ALEPPO, Syria — Protests in Syria’s northern city Aleppo against the Free Syrian Army highlight the waning influence of mainstream rebel groups and the rise of more disciplined and better-equipped radical Islamists.
Once a rare sight in the Syria’s second city and commercial hub, plagued since July 20 by deadly urban combat, the presence of Islamist fighters has now become increasingly felt.
“One morning I woke up and looked outside to see six armed men in black, wearing headbands and their eyes lined with kohl” in the tradition of the Prophet Mohammad, said George, a resident of the western Siryan Al Jadideh District.
Their ferocity and fighting skills have made the jihadist “Al Nusra Front the dominant force in Aleppo now”, eclipsing the Muslim Brotherhood-affiliated Liwa Al Tawhid, once the strongest brigade in the city, said another, Mustafa.
Islamist militants are known not only for their discretion, but also for their selflessness in combat, prompting protesters on Friday to urge the FSA to man the front lines instead of staying in commandeered quarters.
Maher, a former clothing shop clerk and resident of the FSA-held district of Bustan Al Qasr, took part in a recent protest against looting by rebels who he says have taken over the homes of many families who have fled the violence.
It is the radical Islamists’ low profile that residents respect the most.
“They do not approach the people,” according to Maamoun, a resident of the southern district of Kalasseh.
But it is also difficult to communicate with the fighters because “some have a different accent, and others we can’t understand at all”, he added.
Mustafa, a 37-year-old teacher, lives with his wife and five children in Bustan Al Basha, a stronghold of two jihadist groups and Liwa Al Tawhid.
“We never see them, except during rebel or army attacks,” he said. “Al Nusra and Ghuraba Al Sham show up in the neighbourhood as soon as the army attacks and then disappear once the fighting is over.”
The jihadist Al Nusra Front remains a murky organisation to outsiders, its fighters refusing to speak to reporters.
Unknown before the uprising broke out in March 2011, Al Nusra has said in videos posted to jihadist forums that it carried out most of the deadly suicide bombings in Syria, including in Aleppo, Damascus and Deir Ezzor in the east.
Its counterparts are two large jihadist groups, Ghuraba Al Sham comprising mainly Turks and fighters from former Soviet bloc countries, and Ahrar Al Sham (Free Men of Damascus), composed largely of Lebanese and Iraqis.
The quality of their weapons and access to funding also sets the jihadist groups apart from the Free Syrian Army.
“Most FSA fighters are young.
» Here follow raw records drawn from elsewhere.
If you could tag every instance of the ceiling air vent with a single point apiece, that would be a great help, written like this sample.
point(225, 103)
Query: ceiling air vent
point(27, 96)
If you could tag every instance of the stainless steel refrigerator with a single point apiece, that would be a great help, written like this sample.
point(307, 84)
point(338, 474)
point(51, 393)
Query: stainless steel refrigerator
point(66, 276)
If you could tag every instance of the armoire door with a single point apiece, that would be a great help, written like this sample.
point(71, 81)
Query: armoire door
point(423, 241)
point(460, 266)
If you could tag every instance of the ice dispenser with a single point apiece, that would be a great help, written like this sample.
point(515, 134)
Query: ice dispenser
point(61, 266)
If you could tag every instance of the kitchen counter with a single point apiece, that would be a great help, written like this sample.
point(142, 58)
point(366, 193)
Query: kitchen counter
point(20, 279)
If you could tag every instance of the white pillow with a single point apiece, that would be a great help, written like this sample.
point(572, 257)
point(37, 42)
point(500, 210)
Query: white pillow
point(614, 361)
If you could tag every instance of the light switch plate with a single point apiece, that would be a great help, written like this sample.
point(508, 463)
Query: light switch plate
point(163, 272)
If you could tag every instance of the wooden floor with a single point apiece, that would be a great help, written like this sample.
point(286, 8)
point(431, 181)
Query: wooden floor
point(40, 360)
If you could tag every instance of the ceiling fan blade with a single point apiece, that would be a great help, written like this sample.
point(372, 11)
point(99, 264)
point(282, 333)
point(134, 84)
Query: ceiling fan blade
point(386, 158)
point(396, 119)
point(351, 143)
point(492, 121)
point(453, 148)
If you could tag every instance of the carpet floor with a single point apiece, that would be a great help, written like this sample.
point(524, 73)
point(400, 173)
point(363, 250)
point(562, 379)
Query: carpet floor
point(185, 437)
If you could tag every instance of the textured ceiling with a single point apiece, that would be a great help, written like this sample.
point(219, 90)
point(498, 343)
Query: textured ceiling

Some are even teenagers and carry unsophisticated weapons,” said civil servant Abdullah, 32, who lives in the army-held Old City.
“But Al Nusra fighters are older and have modern weapons and bullet-proof vests.”
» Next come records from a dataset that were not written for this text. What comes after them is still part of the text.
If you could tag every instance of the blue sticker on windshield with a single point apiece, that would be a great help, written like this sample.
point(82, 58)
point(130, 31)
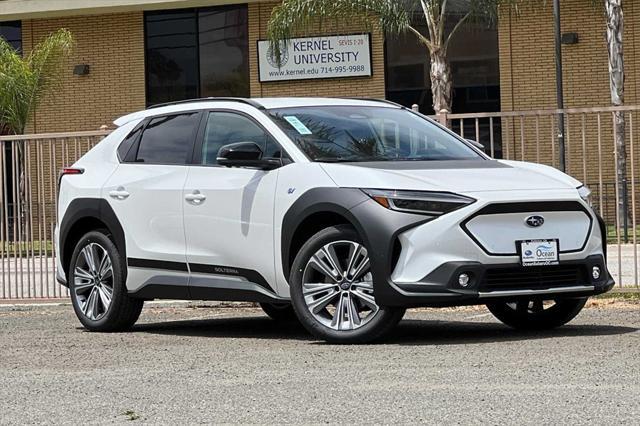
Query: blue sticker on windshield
point(298, 125)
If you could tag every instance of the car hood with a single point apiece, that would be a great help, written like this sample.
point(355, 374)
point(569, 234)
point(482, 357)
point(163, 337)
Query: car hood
point(452, 176)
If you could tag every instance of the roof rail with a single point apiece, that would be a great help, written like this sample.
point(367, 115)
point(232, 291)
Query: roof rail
point(384, 101)
point(210, 99)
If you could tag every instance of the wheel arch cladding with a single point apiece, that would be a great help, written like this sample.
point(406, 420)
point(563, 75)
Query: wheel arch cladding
point(313, 211)
point(84, 215)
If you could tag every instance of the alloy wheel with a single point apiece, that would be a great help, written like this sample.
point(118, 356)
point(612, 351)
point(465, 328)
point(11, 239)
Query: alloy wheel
point(93, 281)
point(337, 286)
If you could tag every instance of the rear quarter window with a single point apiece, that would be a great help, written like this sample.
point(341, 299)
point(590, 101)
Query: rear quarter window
point(168, 139)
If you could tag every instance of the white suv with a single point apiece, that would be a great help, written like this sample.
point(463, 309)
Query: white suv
point(340, 212)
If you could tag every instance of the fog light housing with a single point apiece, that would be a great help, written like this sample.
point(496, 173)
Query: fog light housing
point(464, 279)
point(595, 272)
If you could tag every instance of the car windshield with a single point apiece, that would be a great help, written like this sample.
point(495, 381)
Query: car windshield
point(357, 133)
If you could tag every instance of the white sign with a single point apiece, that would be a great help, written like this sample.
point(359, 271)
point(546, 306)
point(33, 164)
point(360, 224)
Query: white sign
point(316, 57)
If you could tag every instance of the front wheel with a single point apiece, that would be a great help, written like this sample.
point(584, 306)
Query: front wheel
point(537, 314)
point(332, 289)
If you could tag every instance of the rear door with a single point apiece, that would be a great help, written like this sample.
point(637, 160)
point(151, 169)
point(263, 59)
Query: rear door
point(146, 194)
point(229, 212)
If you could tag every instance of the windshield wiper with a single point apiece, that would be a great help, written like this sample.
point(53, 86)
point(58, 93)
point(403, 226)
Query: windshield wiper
point(349, 159)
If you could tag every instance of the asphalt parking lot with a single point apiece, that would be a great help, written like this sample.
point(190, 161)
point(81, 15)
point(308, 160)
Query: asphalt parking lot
point(202, 364)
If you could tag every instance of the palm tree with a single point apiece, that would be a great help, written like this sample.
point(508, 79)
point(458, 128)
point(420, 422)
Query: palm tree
point(393, 17)
point(24, 81)
point(615, 28)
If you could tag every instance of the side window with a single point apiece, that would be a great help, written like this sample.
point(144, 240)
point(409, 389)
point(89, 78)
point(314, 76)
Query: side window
point(126, 144)
point(168, 140)
point(224, 128)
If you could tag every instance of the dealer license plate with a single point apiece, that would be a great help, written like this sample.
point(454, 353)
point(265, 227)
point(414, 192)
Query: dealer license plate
point(538, 252)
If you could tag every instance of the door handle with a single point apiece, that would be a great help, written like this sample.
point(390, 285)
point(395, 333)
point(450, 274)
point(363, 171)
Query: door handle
point(195, 197)
point(119, 194)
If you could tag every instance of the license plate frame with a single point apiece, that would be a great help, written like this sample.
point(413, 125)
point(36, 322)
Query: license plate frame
point(539, 252)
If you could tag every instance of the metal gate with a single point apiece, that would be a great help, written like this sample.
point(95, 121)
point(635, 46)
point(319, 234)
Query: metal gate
point(29, 169)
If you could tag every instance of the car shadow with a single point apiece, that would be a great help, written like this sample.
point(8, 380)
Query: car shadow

The differences in funding of the various factions was clear during the holy fasting month of Ramadan.
“Al Nusra fighters were feasting on grilled meat to break the fast at sundown, while the Free Army guys had to settle for sandwiches,” said Abdullah.
According to Hossam, a 35-year-old journalist living in the Old City, both groups engage in kidnappings.
“The rebels do it for ransom to pay their fighters and buy weapons, but Al Nusra never needs to negotiate — they kill their hostages.”
The Islamists have nevertheless found growing support, while the mainstream rebels have been accused of acting like thugs.
A telling sign of its growing authority is that Al Nusra Front often mediates in disputes between rebel groups, according to Mujahid, aged 30.
“There were clashes for one month between rebels in [the southern district of] Fardoss, until Al Nusra took control of the area and shared out the booty, mostly guns and ammunition,” he said.